Didi Kuaidi, China's largest taxi-hailing app provider by market share, said on Friday that it expects to serve 30 million people a day in three years.
Cheng Wei, chief executive officer of Didi Kuaidi, said that the company would expand aggressively to consolidate its market share and spend 1 billion yuan ($161.39 million) on promotions.
According to Cheng, Didi Kuadi, backed by rival Internet giants Tencent Holdings Ltd and Alibaba Group Holding Ltd, about 4 million taxi and 1.5 million premium car orders are made every day through its taxi-hailing app. Its services are available in 360 Chinese cities and it has 1.35 million drivers. Its premium car services are available in 61 cities with 400,000 drivers.
"Didi Kuaidi, created in a merger between rivals Didi and Kuadi in February, has 160 million consumers now," said Cheng. Alibaba and Tencent together hold 23 percent stake in Didi Kuaidi, with each owning between 10 and 13 percent.
Wang Xiaofeng, an analyst at global market research firm Forrester Inc, said: "The taxi-hailing market in China is huge and the company will have to work hard on improving its marketing and services to stay ahead of rivals."
Its main rivals in China include Uber Technologies Inc, the $40-billion US startup backed by Chinese search giant Baidu Inc and local firm Yidao Yongche.
On Friday, the company said it will spend 1 billion yuan to provide free rides to commuters from its chauffeur services every Monday.

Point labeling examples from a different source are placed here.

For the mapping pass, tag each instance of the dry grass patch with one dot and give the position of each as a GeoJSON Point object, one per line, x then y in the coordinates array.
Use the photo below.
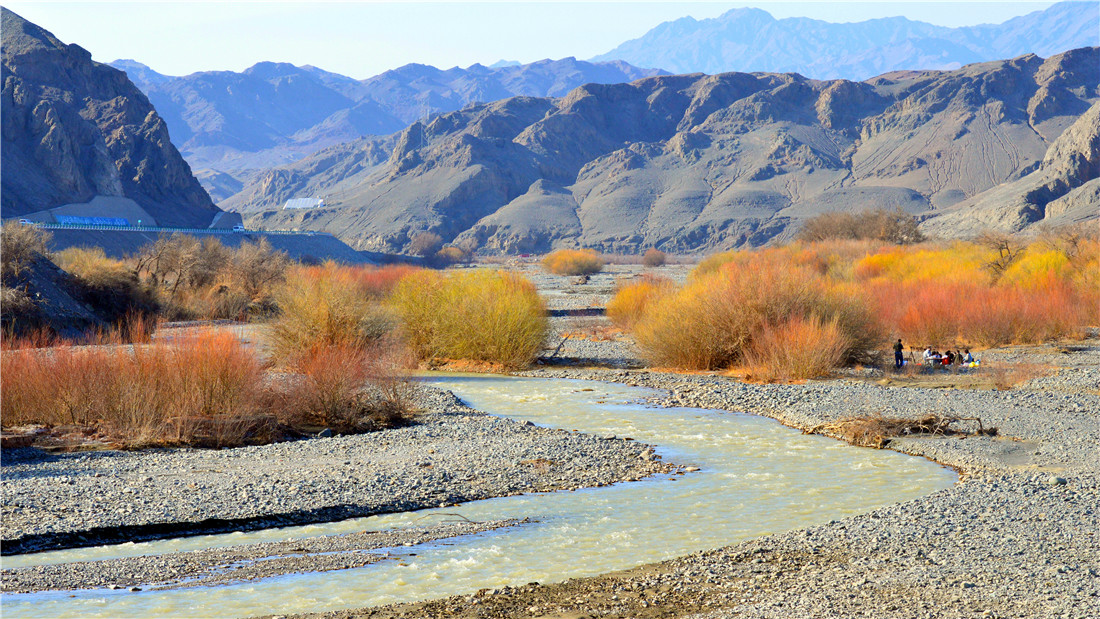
{"type": "Point", "coordinates": [202, 390]}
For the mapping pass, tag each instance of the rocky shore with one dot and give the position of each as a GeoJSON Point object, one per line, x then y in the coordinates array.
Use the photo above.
{"type": "Point", "coordinates": [234, 564]}
{"type": "Point", "coordinates": [451, 454]}
{"type": "Point", "coordinates": [1019, 535]}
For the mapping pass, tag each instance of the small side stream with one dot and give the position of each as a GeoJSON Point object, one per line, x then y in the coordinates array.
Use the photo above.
{"type": "Point", "coordinates": [756, 477]}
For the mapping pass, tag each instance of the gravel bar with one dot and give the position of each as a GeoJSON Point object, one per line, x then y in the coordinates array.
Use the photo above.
{"type": "Point", "coordinates": [1019, 535]}
{"type": "Point", "coordinates": [234, 564]}
{"type": "Point", "coordinates": [451, 454]}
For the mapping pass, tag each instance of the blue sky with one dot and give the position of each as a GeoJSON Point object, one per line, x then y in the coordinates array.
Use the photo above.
{"type": "Point", "coordinates": [364, 39]}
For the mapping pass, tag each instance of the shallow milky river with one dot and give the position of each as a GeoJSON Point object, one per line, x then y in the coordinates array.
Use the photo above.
{"type": "Point", "coordinates": [756, 477]}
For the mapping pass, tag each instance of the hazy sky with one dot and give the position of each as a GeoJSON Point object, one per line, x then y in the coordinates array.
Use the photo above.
{"type": "Point", "coordinates": [365, 39]}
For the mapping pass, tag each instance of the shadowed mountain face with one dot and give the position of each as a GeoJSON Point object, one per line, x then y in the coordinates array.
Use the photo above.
{"type": "Point", "coordinates": [750, 40]}
{"type": "Point", "coordinates": [688, 163]}
{"type": "Point", "coordinates": [75, 129]}
{"type": "Point", "coordinates": [275, 113]}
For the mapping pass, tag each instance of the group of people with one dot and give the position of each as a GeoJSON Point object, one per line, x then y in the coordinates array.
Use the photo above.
{"type": "Point", "coordinates": [947, 357]}
{"type": "Point", "coordinates": [934, 358]}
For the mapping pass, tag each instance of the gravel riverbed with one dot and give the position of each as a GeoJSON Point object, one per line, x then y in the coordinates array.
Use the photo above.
{"type": "Point", "coordinates": [451, 454]}
{"type": "Point", "coordinates": [234, 564]}
{"type": "Point", "coordinates": [1019, 535]}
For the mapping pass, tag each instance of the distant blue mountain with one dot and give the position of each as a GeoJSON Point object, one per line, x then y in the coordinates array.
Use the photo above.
{"type": "Point", "coordinates": [750, 40]}
{"type": "Point", "coordinates": [273, 113]}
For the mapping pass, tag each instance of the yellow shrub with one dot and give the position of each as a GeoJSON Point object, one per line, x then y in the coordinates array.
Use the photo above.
{"type": "Point", "coordinates": [325, 306]}
{"type": "Point", "coordinates": [1035, 266]}
{"type": "Point", "coordinates": [798, 349]}
{"type": "Point", "coordinates": [710, 323]}
{"type": "Point", "coordinates": [630, 302]}
{"type": "Point", "coordinates": [573, 262]}
{"type": "Point", "coordinates": [472, 314]}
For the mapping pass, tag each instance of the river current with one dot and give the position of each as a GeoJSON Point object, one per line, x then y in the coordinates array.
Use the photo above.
{"type": "Point", "coordinates": [756, 477]}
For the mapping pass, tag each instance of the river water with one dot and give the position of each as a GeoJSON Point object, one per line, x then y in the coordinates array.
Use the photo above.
{"type": "Point", "coordinates": [756, 477]}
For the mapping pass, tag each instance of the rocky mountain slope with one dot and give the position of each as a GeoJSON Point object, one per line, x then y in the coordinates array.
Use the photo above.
{"type": "Point", "coordinates": [1065, 188]}
{"type": "Point", "coordinates": [689, 163]}
{"type": "Point", "coordinates": [750, 40]}
{"type": "Point", "coordinates": [74, 129]}
{"type": "Point", "coordinates": [275, 113]}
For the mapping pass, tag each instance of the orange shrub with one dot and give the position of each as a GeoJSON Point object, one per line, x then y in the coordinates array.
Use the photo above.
{"type": "Point", "coordinates": [150, 394]}
{"type": "Point", "coordinates": [630, 301]}
{"type": "Point", "coordinates": [573, 262]}
{"type": "Point", "coordinates": [960, 313]}
{"type": "Point", "coordinates": [207, 390]}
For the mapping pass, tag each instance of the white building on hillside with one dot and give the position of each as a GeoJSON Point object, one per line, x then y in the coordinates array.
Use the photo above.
{"type": "Point", "coordinates": [304, 203]}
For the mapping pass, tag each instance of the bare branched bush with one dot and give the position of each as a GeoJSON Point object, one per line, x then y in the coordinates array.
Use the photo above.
{"type": "Point", "coordinates": [880, 224]}
{"type": "Point", "coordinates": [573, 262]}
{"type": "Point", "coordinates": [425, 243]}
{"type": "Point", "coordinates": [1005, 251]}
{"type": "Point", "coordinates": [19, 245]}
{"type": "Point", "coordinates": [206, 279]}
{"type": "Point", "coordinates": [653, 257]}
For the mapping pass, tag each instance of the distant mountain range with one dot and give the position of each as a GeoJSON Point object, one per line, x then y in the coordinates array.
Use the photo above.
{"type": "Point", "coordinates": [696, 163]}
{"type": "Point", "coordinates": [750, 40]}
{"type": "Point", "coordinates": [274, 113]}
{"type": "Point", "coordinates": [77, 131]}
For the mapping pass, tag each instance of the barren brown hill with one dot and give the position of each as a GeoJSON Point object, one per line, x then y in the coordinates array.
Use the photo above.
{"type": "Point", "coordinates": [689, 163]}
{"type": "Point", "coordinates": [75, 129]}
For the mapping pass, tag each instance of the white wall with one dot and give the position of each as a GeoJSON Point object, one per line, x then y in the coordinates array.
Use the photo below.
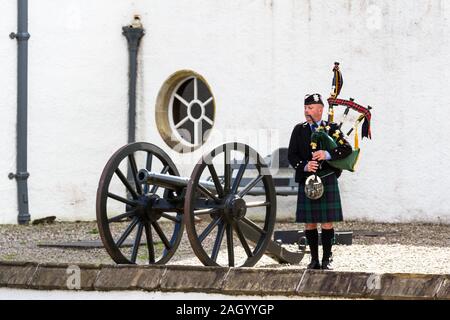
{"type": "Point", "coordinates": [260, 58]}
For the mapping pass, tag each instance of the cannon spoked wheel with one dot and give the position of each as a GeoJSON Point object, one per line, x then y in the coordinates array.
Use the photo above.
{"type": "Point", "coordinates": [227, 211]}
{"type": "Point", "coordinates": [132, 230]}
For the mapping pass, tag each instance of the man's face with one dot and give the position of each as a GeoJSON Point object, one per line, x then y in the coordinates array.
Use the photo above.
{"type": "Point", "coordinates": [315, 111]}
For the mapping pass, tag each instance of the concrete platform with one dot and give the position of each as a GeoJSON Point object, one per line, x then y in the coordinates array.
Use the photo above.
{"type": "Point", "coordinates": [232, 281]}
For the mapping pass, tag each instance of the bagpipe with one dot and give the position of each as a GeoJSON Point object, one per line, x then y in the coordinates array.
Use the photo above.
{"type": "Point", "coordinates": [321, 140]}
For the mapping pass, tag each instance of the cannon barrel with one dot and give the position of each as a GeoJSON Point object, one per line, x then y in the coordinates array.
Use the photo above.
{"type": "Point", "coordinates": [170, 182]}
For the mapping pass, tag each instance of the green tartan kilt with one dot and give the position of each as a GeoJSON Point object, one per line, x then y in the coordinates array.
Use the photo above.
{"type": "Point", "coordinates": [326, 209]}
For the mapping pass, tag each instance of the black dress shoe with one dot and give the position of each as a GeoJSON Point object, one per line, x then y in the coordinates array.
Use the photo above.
{"type": "Point", "coordinates": [314, 265]}
{"type": "Point", "coordinates": [326, 264]}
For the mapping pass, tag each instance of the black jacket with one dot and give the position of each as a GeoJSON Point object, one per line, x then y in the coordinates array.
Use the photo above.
{"type": "Point", "coordinates": [300, 151]}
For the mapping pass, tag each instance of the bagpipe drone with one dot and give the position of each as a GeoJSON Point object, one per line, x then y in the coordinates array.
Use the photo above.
{"type": "Point", "coordinates": [321, 140]}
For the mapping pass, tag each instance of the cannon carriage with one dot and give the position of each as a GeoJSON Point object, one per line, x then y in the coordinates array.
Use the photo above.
{"type": "Point", "coordinates": [227, 205]}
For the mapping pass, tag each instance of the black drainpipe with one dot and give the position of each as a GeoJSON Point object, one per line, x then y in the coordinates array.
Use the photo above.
{"type": "Point", "coordinates": [22, 174]}
{"type": "Point", "coordinates": [133, 33]}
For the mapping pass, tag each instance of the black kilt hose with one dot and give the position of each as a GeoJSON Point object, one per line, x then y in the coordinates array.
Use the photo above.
{"type": "Point", "coordinates": [326, 209]}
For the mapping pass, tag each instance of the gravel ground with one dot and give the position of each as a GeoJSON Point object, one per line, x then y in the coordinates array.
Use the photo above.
{"type": "Point", "coordinates": [410, 248]}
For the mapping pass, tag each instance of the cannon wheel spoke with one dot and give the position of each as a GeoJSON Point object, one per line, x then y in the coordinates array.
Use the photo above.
{"type": "Point", "coordinates": [230, 245]}
{"type": "Point", "coordinates": [137, 242]}
{"type": "Point", "coordinates": [250, 186]}
{"type": "Point", "coordinates": [122, 216]}
{"type": "Point", "coordinates": [216, 180]}
{"type": "Point", "coordinates": [209, 228]}
{"type": "Point", "coordinates": [161, 235]}
{"type": "Point", "coordinates": [122, 232]}
{"type": "Point", "coordinates": [126, 183]}
{"type": "Point", "coordinates": [148, 166]}
{"type": "Point", "coordinates": [134, 171]}
{"type": "Point", "coordinates": [227, 169]}
{"type": "Point", "coordinates": [243, 241]}
{"type": "Point", "coordinates": [218, 241]}
{"type": "Point", "coordinates": [150, 246]}
{"type": "Point", "coordinates": [127, 232]}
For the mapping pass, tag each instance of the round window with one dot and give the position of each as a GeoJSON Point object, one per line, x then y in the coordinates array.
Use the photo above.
{"type": "Point", "coordinates": [185, 111]}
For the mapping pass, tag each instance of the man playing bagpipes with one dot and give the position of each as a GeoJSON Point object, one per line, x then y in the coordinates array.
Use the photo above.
{"type": "Point", "coordinates": [318, 151]}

The promotions will be offered in 12 cities and last for a month starting May 25. "Around 10 million customers will benefit from the new promotional event," Cheng said.
Meanwhile, a new additional service named "absolute comfortable experience" will be introduced in the company's premium car service by the end of May. It is an updated service standard including software and hardware, Cheng said.
The premium cars using the new standard will provide more hardware, such as breathing masks, wet tissues and bluetooth headsets. Drivers will be those who have undergone a seven-day special training and personality test.
Cheng said that passengers would need to pay 30 percent more for the additional services. Didi Kuaidi also said on Friday that it has a full product line comprising basic cab calling, premium cars and carpooling drivers. "We plan to create the world's largest one-stop ride platform and move all the transport tools to the Internet," said Cheng.
However, the legality of car-hailing apps, especially private cars, is still in doubt.
The Ministry of Transport barred private cars from offering unlicensed taxi rides in January, while some local governments have fined unauthorized cars for accepting orders from smartphone apps and providing driving services.
The situation is, however, changing due to the huge market demand. Shanghai will launch an online car-hailing service platform on June 1, jointly operated by the traffic and transport authorities, taxi companies and Didi Kuaidi. It will be the first city in China to legalize car-hailing apps.